Bayesian computation with generative diffusion models by Multilevel Monte Carlo
Abdul-Lateef Haji-Ali, Marcelo Pereyra, Luke Shaw, Konstantinos Zygalakis
TL;DR
This paper tackles the high computational burden of obtaining posterior samples with generative diffusion models in Bayesian inverse problems. It introduces a Multilevel Monte Carlo (MLMC) framework that couples diffusion models at multiple accuracy levels to estimate expectations with reduced total cost, leveraging correlated sampling to cancel coarser-level errors. The authors derive the MLMC estimator, discuss optimal allocation of samples across levels, and specify how to generate correlated samples from diffusion models using shared Gaussian increments. Through three computational-imaging experiments (super-resolution, denoising, and inpainting), they demonstrate 4×–9× cost reductions relative to standard Monte Carlo at the same accuracy, with gains tied to the problem’s variance and the level-dependent decay of bias and variance. The work suggests promising avenues for combining MLMC with diffusion-model optimizations such as distillation and quantization, particularly for large-scale scientific applications where uncertainty quantification is essential.
Abstract
Generative diffusion models have recently emerged as a powerful strategy to perform stochastic sampling in Bayesian inverse problems, delivering remarkably accurate solutions for a wide range of challenging applications.

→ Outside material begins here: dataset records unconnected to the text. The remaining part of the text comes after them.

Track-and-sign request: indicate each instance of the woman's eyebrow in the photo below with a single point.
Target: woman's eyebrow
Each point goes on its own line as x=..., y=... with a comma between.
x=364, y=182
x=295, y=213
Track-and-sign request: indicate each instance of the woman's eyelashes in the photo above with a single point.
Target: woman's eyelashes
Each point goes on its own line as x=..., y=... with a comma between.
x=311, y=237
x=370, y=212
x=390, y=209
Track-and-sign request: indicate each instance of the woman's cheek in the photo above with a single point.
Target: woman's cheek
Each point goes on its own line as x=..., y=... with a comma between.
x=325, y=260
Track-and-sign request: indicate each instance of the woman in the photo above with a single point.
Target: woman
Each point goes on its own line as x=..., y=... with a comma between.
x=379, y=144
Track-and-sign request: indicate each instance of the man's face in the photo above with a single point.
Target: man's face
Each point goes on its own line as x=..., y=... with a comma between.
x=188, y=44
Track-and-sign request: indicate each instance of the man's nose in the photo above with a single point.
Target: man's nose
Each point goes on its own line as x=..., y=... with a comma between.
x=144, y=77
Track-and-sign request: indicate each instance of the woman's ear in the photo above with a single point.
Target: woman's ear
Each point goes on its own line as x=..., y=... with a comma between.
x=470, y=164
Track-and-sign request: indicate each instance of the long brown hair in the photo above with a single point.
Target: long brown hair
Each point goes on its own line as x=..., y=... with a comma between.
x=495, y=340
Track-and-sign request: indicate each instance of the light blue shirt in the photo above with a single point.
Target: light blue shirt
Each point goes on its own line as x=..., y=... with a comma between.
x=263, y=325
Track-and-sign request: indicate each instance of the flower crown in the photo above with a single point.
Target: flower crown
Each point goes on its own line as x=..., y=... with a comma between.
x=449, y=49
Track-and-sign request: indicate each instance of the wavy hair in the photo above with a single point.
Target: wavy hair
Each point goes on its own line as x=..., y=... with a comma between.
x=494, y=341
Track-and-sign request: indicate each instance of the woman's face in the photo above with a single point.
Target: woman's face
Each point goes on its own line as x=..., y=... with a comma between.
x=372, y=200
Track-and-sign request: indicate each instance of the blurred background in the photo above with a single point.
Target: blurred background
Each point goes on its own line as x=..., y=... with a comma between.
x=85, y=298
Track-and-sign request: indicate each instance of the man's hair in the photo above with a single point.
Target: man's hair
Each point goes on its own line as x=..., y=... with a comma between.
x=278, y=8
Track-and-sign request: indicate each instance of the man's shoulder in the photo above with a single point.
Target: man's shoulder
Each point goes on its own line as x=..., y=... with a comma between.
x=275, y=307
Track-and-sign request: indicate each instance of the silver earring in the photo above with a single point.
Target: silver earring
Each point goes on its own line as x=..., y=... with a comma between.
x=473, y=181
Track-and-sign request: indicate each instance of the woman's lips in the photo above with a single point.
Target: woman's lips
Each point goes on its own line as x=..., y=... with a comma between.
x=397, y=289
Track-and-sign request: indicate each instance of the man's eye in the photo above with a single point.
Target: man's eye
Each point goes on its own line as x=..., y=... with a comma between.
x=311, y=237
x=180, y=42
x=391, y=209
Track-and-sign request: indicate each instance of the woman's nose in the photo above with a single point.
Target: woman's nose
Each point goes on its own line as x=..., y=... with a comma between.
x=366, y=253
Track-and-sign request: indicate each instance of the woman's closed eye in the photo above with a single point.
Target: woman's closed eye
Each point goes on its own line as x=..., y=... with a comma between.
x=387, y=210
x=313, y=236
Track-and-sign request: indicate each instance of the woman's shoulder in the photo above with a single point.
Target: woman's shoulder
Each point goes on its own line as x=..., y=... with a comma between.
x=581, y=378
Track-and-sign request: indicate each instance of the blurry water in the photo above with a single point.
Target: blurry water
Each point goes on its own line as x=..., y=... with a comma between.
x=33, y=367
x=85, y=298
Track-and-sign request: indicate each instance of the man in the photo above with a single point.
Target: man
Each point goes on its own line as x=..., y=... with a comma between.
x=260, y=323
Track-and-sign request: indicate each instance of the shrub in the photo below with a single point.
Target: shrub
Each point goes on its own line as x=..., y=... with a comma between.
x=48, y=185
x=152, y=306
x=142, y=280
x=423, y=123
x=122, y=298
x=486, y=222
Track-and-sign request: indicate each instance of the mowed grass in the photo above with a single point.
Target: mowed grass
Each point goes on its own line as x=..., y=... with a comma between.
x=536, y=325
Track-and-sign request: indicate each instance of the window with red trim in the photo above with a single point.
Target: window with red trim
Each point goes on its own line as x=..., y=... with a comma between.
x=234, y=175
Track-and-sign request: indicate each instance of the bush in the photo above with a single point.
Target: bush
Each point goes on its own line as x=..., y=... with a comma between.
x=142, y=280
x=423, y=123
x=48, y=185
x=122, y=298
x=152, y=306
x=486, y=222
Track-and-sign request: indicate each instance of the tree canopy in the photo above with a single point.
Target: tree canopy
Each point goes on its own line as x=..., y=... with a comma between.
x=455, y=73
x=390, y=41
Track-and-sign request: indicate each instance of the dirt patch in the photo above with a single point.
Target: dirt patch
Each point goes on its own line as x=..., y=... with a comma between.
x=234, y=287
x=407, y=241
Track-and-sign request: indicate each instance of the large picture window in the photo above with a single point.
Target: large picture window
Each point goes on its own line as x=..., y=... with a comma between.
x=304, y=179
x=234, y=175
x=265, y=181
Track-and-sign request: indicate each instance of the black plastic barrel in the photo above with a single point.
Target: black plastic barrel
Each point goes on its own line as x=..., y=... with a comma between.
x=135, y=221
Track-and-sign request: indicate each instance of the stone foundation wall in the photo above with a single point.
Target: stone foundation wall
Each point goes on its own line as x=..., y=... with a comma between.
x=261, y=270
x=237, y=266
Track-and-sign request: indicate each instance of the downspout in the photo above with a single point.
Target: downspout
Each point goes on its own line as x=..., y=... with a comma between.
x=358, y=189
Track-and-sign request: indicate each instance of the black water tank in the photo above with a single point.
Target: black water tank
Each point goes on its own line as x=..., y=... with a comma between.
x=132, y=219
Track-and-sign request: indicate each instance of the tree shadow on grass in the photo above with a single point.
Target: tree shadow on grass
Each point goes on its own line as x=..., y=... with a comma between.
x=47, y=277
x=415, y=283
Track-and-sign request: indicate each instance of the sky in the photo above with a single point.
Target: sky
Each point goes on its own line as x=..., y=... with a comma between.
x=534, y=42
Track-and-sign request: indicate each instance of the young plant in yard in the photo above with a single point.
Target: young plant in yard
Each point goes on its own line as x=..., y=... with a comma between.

However, diffusion models often require a large number of neural function evaluations per sample in order to deliver accurate posterior samples. As a result, using diffusion models as stochastic samplers for Monte Carlo integration in Bayesian computation can be highly computationally expensive, particularly in applications that require a substantial number of Monte Carlo samples for conducting uncertainty quantification analyses. This cost is especially high in large-scale inverse problems such as computational imaging, which rely on large neural networks that are expensive to evaluate. With quantitative imaging applications in mind, this paper presents a Multilevel Monte Carlo strategy that significantly reduces the cost of Bayesian computation with diffusion models. This is achieved by exploiting cost-accuracy trade-offs inherent to diffusion models to carefully couple models of different levels of accuracy in a manner that significantly reduces the overall cost of the calculation, without reducing the final accuracy. The proposed approach achieves a $4\times$-to-$8\times$ reduction in computational cost w.r.t. standard techniques across three benchmark imaging problems.